A Cordial Welcome

Cosmik Wolfpack is a playground and laboratory for flash-formed poetry and nanofiction written by The Debtor, a white cisgender male and citizen of the United States.

If you have something to say to the author, send it to cosmikwolfpack at gmail dot com.

1.23.2013

Outrageously Heavy Cocktail

Initiate and facilitate and produce and distribute trade familiarisations, business developments and opportunities, tactical trade campaign opportunities, and sales tours. Also kindly promote consumer show opportunities in the international media trade e-newsletter. You are not the pigmother.

1.19.2013

Taut Alterna-Bashing

Something to say to a man whose presence you don't enjoy is "I will feed your corpse to starlings!" No one wants to be eaten by birds. Something has gone horrible wrong if birds are nourishing their energy-hogging bodies on your skin and muscle.

I knew one person who liked to mix her dead skin, dried blood, and hair with the bird food she gave to whatever birds frequented her yard. She was fond of knowing that the pieces of herself she discarded were borne away by various species of passerine birds. She failed to realize that the songbirds who consumed her materials were the sport of cruel accipiters.

1.18.2013

Riff-Ravaging

The border of Mexico is different now. It's drawn with fluorescent ink. It's landscaped with thirsty flowers from Europe. I don't know flowers. But I know what it takes to make thirsty European varieties flourish on the Mexican border.

1.17.2013

Indulging in Harsh Power-electronics Interludes

I like tea now, Dad. You always teased me about the tea I didn't drink. My negative attitude towards teabags was, how did you say? "Quaint." No father should call his only son "quaint." It's a fucking disaster to hear that. Well, I do drink tea, but I don't use teabags. I use this metal implement I bought at a garage sale in a cul-de-sac.

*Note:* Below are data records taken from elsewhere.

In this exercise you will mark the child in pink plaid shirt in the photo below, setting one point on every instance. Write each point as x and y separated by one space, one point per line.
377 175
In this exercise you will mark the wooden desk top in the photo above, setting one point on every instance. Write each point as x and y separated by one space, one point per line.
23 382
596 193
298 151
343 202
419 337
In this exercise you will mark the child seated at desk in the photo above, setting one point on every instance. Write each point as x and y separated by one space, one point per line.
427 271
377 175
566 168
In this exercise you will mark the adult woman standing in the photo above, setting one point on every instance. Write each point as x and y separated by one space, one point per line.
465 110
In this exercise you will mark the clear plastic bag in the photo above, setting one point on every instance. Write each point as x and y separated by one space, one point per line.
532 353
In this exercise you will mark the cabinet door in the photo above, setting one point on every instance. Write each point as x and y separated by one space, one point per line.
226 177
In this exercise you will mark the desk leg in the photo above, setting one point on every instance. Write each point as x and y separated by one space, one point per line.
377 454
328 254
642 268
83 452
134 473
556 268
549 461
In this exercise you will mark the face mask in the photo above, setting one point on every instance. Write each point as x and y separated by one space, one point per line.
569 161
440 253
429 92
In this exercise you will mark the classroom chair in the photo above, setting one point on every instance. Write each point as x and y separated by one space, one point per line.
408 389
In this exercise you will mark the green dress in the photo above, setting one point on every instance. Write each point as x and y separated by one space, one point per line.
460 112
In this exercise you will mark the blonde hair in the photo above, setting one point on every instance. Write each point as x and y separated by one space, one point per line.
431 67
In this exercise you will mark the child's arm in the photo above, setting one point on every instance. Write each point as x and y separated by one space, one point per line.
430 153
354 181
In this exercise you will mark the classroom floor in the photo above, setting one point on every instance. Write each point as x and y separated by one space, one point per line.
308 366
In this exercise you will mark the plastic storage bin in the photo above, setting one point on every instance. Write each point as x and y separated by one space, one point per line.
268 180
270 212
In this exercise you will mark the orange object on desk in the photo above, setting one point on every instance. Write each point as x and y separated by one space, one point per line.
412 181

The next time I see you, you will note that I smell like the sort of thing that comes out of an ass hole. This time, I'm keeping my secret.

1.16.2013

The Smoothie Churn

Somewhere, I forgot a big box of office supplies. The problem with this is that I will probably be in hot water over it. Once my employer, Gideon Mathis, discovers my colossal blooper, he'll blow a gasket. Never screw up. Everyone hates it.

The way to avoid the screw-ups and blunders is to write notes on colorful paper. Excellence demands such measures. My additional problem is that the little colorful paper thingies were in the box I forgot. Perhaps I'll find it, and I'll begin the new chapter of my life in which I write things on little colorful pieces of paper and I remember them. Life will be better. Everyone will love it.

Perhaps I will never find the box. It will have been picked up by a miscreant, or I will simply never remember where it is. Last year, some people I know but am not related to experienced this problem. Only they can express the pain I will feel, but they are dead. They are bodies in boxes. Soaking up the Earth.

1.15.2013

A Dream Collabo

Take our metal things away. Heap us up. We'll be a pile of hairy bodies. Spray us down with something cold and viscous. Just be as rude and stupid as you want, and we'll make sure you get whatever you want. Treat us like detestable, hairy slaves. If you could hand us meat sandwiches, do that after the weird ritual described above. Once the meal is finished, we will gratefully accept vigorously performed blow jobs, hand jobs, and rim jobs. It helps us digest meat sandwiches.

1.11.2013

Fuzzed-beyond-belief Guitars

We don't have to ask for permission if we want to read very little Marx. We want to make people think about how they have endlessly seductive bodies. Stylistically, females are heavily influenced by absence.

1.10.2013

Clean-as-a-whistle Barefoot Blooze

Our people couldn't afford to replace the complete history of the atmosphere. They had often been met with derision. So they took up the essayist's pen and began the systematic rehabilitation of their unclear or abnormal notable artists. The whereabouts of these meditations on the city police, light and thought, and church choirs are now unknown.

1.09.2013

Spluttery Double-timed Drums

Dear Fred,

They call some guys cholos, and some guys get to be called fags, and other guys get to be called douchebags (sometimes shortened as d-bags). Some ladies are called hags, some are called chicken-heads, and some are called hussies. Sometimes I make up new slurs for men and women. For men, I coined brildos, yampas, tonguebait, and porgs. For women, I coined wabboes, krill, wredges, and quozzies. I'm going to employ focus groups to assign specific meanings to each of these novel pejoratives.

Did you watch the Garry Shandling DVD I gave you?